Although there was some argument about what had actually occurred in the accident, the actual facts of the accident were not critical to the court’s decision.  Instead, the issue revolved around the ministerial duty exception to government immunity.  The court stated “A duty is ministerial, as opposed to discretionary, if it is absolute, certain and imperative, involving merely the performance of a specific task when the law imposes, prescribes and defines the time, mode and occasion for its performance with such certainty that nothing remains for judgment or discretion.”  (Internal quotation marks omitted).

How do towns become villages? And is an end run illegal?

Tuesday, August 19th, 2014

When driving in rural Wisconsin, did you ever notice upon entering a small hamlet that the welcome sign sometimes says “unincorporated?” It might say something like “Badgertown, Population 450, Unincorporated.”

Wisconsin has four units of local government, counties, cities, villages and towns (sometimes referred to as townships), each with its own jurisdictional limits, and each controlled by a fairly complicated set of statutes, and each somewhat interrelated.  One thing they all have in common is that they are all creatures of the state, defined by state statutes.  But one major difference is the amount of independence each may have.

It is not uncommon for a town to want to become a Village.  Usually, this happens because the local government and enough local citizens want more independence and local control, to be free from county control and to achieve more of a “home rule” status, independent of many state regulations.

Another reason towns sometimes want to become villages is to stop other cities and villages from annexing their territory.  Some towns have disappeared altogether when a city or village has grown and annexed sufficient territory.
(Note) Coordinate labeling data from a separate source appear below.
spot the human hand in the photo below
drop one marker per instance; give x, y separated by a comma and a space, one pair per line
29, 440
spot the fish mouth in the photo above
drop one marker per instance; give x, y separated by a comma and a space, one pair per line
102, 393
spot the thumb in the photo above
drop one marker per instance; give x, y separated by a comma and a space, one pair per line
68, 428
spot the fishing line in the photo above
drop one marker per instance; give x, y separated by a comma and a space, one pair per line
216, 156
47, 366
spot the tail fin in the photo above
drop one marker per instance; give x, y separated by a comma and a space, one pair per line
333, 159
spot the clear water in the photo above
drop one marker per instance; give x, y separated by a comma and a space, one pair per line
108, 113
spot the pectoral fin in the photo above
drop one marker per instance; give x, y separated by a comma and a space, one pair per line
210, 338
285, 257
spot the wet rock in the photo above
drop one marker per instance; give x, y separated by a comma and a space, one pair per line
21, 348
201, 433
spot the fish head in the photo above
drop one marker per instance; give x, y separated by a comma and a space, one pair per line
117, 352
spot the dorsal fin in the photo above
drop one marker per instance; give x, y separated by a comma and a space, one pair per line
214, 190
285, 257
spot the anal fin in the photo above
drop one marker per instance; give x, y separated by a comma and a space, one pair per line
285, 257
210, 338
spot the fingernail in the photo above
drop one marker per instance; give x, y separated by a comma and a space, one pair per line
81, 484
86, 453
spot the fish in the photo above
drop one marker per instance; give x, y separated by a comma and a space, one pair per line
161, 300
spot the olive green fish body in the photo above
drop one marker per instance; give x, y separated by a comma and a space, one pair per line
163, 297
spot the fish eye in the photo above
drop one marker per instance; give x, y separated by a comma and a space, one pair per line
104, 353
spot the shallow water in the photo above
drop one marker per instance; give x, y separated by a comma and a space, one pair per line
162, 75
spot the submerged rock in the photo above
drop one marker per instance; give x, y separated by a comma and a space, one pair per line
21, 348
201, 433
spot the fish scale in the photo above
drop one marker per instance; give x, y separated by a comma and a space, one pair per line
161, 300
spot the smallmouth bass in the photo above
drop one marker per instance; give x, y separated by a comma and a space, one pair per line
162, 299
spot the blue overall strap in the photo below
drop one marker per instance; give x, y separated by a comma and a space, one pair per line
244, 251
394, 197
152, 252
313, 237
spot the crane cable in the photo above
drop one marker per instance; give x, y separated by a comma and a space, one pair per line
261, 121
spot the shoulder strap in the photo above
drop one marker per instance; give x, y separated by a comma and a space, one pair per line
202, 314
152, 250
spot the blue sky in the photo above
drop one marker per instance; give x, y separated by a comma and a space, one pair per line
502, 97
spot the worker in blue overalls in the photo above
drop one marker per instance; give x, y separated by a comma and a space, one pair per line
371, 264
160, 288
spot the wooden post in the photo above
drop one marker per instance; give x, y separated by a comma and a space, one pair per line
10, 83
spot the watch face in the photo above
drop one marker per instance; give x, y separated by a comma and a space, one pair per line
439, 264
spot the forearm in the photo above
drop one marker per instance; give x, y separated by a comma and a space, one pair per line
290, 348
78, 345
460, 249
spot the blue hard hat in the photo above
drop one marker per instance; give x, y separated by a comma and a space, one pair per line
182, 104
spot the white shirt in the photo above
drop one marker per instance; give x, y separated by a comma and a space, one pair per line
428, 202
But there are very specific statutory and somewhat less specific but still very important case law standards that come along with an attempt to incorporate, and a different set of standards that come along with an attempt to annex territory.

Which brings us to the recent case of Ries vs. the Village of Bristol.  Bristol was a town along the Illinois Border (maybe you’ve heard of the Bristol Renaissance Fair?).  For reasons not relevant to the case, some time ago Bristol attempted to incorporate into a Village.  Originally the incorporation was denied by the state, because the prospective village limits included mostly farmland.  One of the standards for incorporation is that the village has to have some sort of definable village characteristics – the old “if it walks like a duck, quacks like a duck, lays eggs like a duck” then it’s probably a duck.  Conversely, if the proposed incorporation into a village does not “walk like a village, quack like a village, etc.” then it’s probably not a village.
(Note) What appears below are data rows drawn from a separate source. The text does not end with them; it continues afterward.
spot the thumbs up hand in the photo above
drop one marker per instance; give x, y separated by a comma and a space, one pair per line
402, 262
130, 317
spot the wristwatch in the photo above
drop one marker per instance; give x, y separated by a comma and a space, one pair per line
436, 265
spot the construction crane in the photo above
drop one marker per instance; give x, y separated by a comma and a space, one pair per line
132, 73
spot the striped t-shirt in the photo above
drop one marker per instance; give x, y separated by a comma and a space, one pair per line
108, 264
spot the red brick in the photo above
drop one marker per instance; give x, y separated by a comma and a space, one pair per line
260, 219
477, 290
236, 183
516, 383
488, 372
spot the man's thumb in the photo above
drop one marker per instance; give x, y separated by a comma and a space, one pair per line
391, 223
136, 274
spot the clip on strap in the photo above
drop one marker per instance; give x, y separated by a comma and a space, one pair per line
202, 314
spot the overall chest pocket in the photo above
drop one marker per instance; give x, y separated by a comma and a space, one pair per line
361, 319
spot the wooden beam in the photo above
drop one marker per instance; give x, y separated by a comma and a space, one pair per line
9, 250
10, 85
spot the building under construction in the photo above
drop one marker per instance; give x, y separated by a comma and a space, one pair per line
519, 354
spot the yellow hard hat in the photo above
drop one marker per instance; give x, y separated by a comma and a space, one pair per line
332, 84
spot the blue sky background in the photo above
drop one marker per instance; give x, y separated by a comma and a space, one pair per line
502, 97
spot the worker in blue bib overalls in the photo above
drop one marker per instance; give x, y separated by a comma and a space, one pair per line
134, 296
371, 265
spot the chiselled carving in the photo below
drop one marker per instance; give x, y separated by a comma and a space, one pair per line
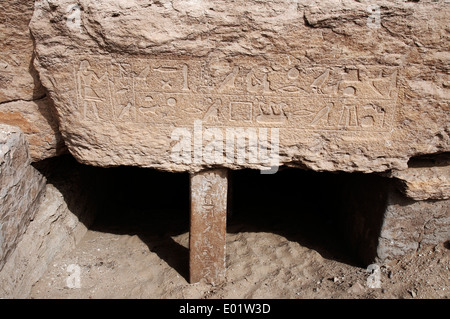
272, 113
360, 98
229, 82
87, 80
212, 114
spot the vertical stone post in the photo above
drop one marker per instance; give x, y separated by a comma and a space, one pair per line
209, 192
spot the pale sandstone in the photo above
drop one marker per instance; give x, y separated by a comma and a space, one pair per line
18, 78
345, 95
38, 124
21, 190
208, 226
61, 220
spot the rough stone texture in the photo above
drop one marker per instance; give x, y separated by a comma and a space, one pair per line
22, 96
62, 219
208, 226
408, 224
426, 178
21, 190
18, 78
381, 223
345, 93
38, 124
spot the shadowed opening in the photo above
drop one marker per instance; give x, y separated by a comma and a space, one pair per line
337, 214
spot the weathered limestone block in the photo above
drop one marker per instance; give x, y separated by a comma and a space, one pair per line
21, 189
18, 78
37, 122
322, 85
207, 240
426, 178
408, 224
63, 217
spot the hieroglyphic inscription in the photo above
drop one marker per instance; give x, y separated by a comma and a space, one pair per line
246, 93
208, 225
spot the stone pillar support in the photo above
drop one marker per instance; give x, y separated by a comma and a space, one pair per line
207, 243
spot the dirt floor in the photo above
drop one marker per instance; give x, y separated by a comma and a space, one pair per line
283, 241
142, 257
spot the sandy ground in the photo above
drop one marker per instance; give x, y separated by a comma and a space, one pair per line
146, 256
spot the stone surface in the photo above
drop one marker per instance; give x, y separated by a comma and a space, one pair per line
426, 178
325, 86
207, 239
21, 189
37, 122
407, 224
18, 78
61, 220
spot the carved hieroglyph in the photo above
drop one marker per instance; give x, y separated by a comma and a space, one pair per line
318, 84
245, 93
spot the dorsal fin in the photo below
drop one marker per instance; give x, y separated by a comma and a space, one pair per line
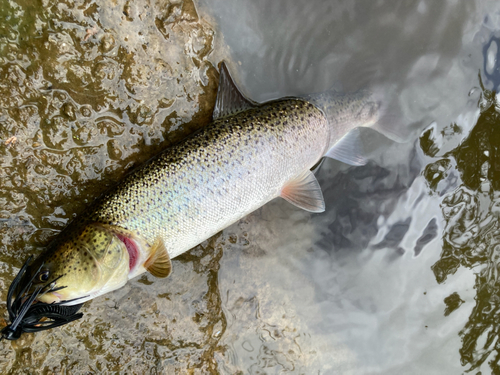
229, 98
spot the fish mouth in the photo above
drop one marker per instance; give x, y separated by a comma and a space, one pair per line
51, 297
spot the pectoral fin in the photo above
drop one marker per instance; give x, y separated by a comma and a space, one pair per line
158, 263
304, 192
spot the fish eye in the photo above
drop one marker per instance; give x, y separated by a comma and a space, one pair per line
43, 276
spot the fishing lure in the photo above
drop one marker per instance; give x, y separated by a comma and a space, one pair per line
26, 315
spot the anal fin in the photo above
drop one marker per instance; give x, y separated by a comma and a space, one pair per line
349, 149
158, 263
304, 192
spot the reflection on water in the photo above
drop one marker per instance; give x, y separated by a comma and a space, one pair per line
89, 88
471, 237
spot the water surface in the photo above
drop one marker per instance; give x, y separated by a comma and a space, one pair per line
399, 275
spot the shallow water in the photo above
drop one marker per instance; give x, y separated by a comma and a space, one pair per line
399, 275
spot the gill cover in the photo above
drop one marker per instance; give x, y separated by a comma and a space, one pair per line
88, 265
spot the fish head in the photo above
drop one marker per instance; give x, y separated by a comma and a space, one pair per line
81, 266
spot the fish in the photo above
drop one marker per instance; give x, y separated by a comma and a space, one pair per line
250, 154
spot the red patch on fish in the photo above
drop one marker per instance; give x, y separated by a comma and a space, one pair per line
133, 252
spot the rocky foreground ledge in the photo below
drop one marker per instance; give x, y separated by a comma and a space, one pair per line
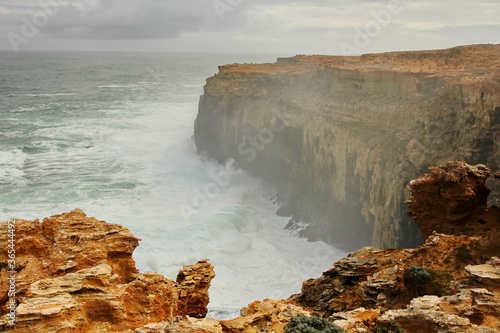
76, 274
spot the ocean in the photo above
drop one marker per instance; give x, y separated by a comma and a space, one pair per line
111, 134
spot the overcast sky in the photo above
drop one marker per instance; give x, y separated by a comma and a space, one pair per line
339, 27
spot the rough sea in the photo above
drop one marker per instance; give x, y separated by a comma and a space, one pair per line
112, 134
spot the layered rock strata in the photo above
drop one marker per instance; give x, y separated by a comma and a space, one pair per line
73, 273
449, 284
342, 137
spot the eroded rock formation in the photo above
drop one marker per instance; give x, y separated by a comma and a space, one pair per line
449, 284
341, 141
76, 274
453, 199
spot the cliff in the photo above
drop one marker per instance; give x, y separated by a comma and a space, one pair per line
76, 274
341, 137
72, 273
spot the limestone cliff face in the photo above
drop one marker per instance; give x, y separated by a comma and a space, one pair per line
72, 273
341, 142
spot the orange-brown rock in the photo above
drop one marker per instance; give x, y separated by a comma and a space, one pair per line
268, 316
341, 137
453, 200
76, 274
373, 278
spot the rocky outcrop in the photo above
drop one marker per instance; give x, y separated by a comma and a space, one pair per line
449, 284
266, 316
341, 141
453, 200
73, 273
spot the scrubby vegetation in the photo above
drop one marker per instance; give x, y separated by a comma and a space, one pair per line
420, 281
305, 324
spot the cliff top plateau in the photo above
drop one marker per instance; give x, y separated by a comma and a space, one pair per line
470, 62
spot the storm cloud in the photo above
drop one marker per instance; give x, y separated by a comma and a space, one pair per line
316, 26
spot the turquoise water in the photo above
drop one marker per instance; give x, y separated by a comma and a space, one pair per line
112, 134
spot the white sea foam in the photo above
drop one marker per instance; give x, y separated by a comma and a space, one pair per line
131, 160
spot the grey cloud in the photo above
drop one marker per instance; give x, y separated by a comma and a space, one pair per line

When the incorporation failed, Bristol tried again with a smaller, more village-like proposal. Success, and the Village of Bristol came into existence.  Shortly thereafter, the Village of Bristol began the annexation to bring most of the land from the original proposal into the Village.  This succeeded.  Ries filed a legal challenge.  Although the case is somewhat complicated and filled with what might seem like legalese, the basic gist of Ries’s challenge was that Bristol had done an end run around the rules of incorporation and achieved through annexation what was not permissible through incorporation.

But the court made short work of that.  The court did not even address the underlying motives or whether this was somehow “wrong” to allow Bristol to achieve through annexation what it could not achieve through incorporation.

The court said the standards for incorporation are one thing; the standards for annexation are another thing.  One cannot apply the incorporation statute to annexations.  One must follow the statutory rules for the purpose one is trying to achieve, not a different set of rules for a different purpose.  Although Ries’s challenge seems to make some sense upon first blush in this unusual annexation, it would complicate the more typical annexations to have a court made rule that the incorporation statute also must be applied to annexations.  I think it would prove unworkable for “normal” annexations.  And where would it lead – what other statutes might seem to have some rules that might seem to make some sense in some unrelated situation?

Failed Developments, Unfinished Roads, Who Pays?

Monday, August 11th, 2014

Prior to the real estate market plunge of the recent past, there seemed to be the attitude among certain real estate developers that any corn field could sprout houses and make the developer a millionaire.  This proved to be untrue.

However, many developers with that or something similar in mind did purchase land and put together plans for developing lots and roads.  A number of these developments began in earnest, but stopped in their tracks when the housing market crashed.  This left platted land and unfinished roads.  Some unfortunate home owners were also left in the lurch, with finished homes on unfinished roads.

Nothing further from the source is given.